Concurrency in Java: The volatile Keyword

Introduction

Multithreading is a common cause of headaches for programmers. Since humans are naturally not used to this kind of "parallel" thinking, designing a multithreaded program becomes much less straight-forward than writing software with a single thread of execution.

In this article, we will take a look at some common multithreading problems which we can overcome using the volatile keyword.

We'll also take a look at some more complex problems where volatile is not enough to fix the situation, which means that upgrades to other safety mechanisms are necessary.

Variable Visibility

There is a common problem with visibility of variables in multithreaded environments. Let's assume that we have a shared variable (or object) that is being accessed by two different threads (each thread on its own processor).

If one thread updates the variable/object, we cannot know for sure when exactly this change will be visible to the other thread. The reason why this happens is because of CPU caching.

Each thread that uses the variable makes a local copy (i.e. cache) of its value on the CPU itself. This allows for reading and writing operations to be more efficient since the updated value doesn't need to "travel" all the way to the main memory, but can instead be temporarily stored in a local cache:

CPU caching in Java
Image credit: Jenkov Tutorials

If Thread 1 updates the variable, it updates it in the cache and Thread 2 still has the outdated copy in its cache. Thread 2's operation might depend on the result of Thread 1, so working on the outdated value will produce a completely different result.

Finally, when they'd like to commit the changes to the main memory, the values are completely different, and one overrides the other.

In a multi-threaded environment, this can be a costly problem because it can lead to some serious inconsistent behavior. You wouldn't be able to rely on the results and your system would have to have expensive checks to to try and get the updated value - possibly without a guarantee.

In short, your application would break.

The volatile Keyword

The volatile keyword marks a variable as, well, volatile. By doing so, the JVM guarantees that each write operation's result isn't written in the local memory but rather in the main memory.

This means that any thread in the environment can access the shared variable with the newest, up-to-date value without any worry.

A similar, but not identical behavior, can be achieved with the synchronized keyword.

Examples

Let's take a look at some examples of the volatile keyword in use.

Simple Shared Variable

In the code example below, we can see a class representing a charging station for rocket fuel which can be shared by several spaceships. Rocket fuel represents a shared resource/variable (something that can be changed from the "outside") while spaceships represent threads (things that change the variable).

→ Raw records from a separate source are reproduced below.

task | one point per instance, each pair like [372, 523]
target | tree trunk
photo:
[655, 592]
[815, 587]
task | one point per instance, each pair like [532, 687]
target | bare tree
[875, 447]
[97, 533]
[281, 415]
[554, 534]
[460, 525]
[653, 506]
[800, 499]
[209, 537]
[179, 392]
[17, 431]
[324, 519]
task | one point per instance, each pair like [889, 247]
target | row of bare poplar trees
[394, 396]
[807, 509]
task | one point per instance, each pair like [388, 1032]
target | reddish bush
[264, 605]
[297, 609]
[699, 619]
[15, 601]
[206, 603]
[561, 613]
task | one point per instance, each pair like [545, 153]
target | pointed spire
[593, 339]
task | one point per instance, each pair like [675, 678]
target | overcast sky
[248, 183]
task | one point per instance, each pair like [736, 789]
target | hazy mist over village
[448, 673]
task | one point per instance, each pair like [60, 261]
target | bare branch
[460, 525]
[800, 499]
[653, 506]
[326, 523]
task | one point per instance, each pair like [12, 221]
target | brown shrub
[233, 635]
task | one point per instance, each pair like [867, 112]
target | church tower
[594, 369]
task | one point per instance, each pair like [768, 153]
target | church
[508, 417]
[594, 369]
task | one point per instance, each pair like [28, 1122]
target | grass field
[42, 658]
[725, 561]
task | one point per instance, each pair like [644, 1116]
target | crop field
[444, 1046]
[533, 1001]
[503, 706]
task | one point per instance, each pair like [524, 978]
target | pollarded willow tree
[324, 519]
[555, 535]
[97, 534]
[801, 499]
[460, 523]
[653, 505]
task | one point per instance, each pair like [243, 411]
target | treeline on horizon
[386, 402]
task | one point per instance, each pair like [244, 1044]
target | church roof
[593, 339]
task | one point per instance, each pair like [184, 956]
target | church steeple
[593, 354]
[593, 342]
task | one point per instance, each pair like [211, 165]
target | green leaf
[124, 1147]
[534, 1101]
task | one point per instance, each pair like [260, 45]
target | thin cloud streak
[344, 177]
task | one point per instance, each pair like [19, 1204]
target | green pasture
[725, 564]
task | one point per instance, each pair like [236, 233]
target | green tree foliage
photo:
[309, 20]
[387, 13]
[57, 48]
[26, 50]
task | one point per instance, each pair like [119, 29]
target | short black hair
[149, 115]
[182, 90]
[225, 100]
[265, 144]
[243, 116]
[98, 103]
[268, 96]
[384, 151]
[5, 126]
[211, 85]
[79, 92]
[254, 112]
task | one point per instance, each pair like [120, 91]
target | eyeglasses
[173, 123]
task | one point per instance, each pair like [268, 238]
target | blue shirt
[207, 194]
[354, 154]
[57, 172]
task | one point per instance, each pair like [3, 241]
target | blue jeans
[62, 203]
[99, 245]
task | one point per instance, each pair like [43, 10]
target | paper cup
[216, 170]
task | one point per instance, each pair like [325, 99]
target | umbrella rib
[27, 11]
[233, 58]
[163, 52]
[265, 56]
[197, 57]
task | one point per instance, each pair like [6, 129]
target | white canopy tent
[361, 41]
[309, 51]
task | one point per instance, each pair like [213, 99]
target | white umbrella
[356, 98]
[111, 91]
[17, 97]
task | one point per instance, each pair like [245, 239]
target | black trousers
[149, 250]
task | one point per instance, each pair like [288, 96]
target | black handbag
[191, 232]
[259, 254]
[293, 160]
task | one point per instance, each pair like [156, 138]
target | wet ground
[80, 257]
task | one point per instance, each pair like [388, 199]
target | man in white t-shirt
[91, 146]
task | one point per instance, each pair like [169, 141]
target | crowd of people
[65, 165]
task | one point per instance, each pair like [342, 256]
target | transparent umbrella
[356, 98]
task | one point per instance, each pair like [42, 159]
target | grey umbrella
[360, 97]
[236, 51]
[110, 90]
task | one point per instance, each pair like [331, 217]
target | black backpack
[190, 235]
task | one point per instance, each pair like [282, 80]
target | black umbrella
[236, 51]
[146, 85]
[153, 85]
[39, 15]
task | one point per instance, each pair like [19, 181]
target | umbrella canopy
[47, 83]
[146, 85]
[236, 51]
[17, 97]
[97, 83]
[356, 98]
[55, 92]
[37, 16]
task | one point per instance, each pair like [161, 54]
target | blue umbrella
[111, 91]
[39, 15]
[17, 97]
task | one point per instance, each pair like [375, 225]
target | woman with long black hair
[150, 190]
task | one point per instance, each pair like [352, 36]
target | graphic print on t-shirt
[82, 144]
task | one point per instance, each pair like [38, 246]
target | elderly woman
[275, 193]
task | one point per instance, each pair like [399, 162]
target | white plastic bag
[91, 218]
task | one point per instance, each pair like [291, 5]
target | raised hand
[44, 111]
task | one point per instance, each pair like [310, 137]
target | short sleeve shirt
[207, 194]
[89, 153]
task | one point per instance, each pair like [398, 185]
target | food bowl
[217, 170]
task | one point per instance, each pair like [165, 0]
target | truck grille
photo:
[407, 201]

Let's now go ahead and define a RocketFuelStation. Each Spaceship will have a RocketFuelStation as a field, since they're assigned to it and, as expected, the fuelAmount is static. If a spaceship takes some fuel from the station, it should be reflected in the instance belonging to another object as well:

public class RocketFuelStation {
    // The amount of rocket fuel, in liters
    private static int fuelAmount;

    public void refillShip(Spaceship ship, int amount) {
        if (amount <= fuelAmount) {
            ship.refill(amount);
            this.fuelAmount -= amount;
        } else {
            System.out.println("Not enough fuel in the tank!");
        }
    }
    // Constructor, Getters and Setters
}

If the amount we wish to pour in a ship is higher than the fuelAmount left in the tank, we notify the user that it's not quite possible to refill that much. If not, we happily refill the ship and reduce the amount left in the tank.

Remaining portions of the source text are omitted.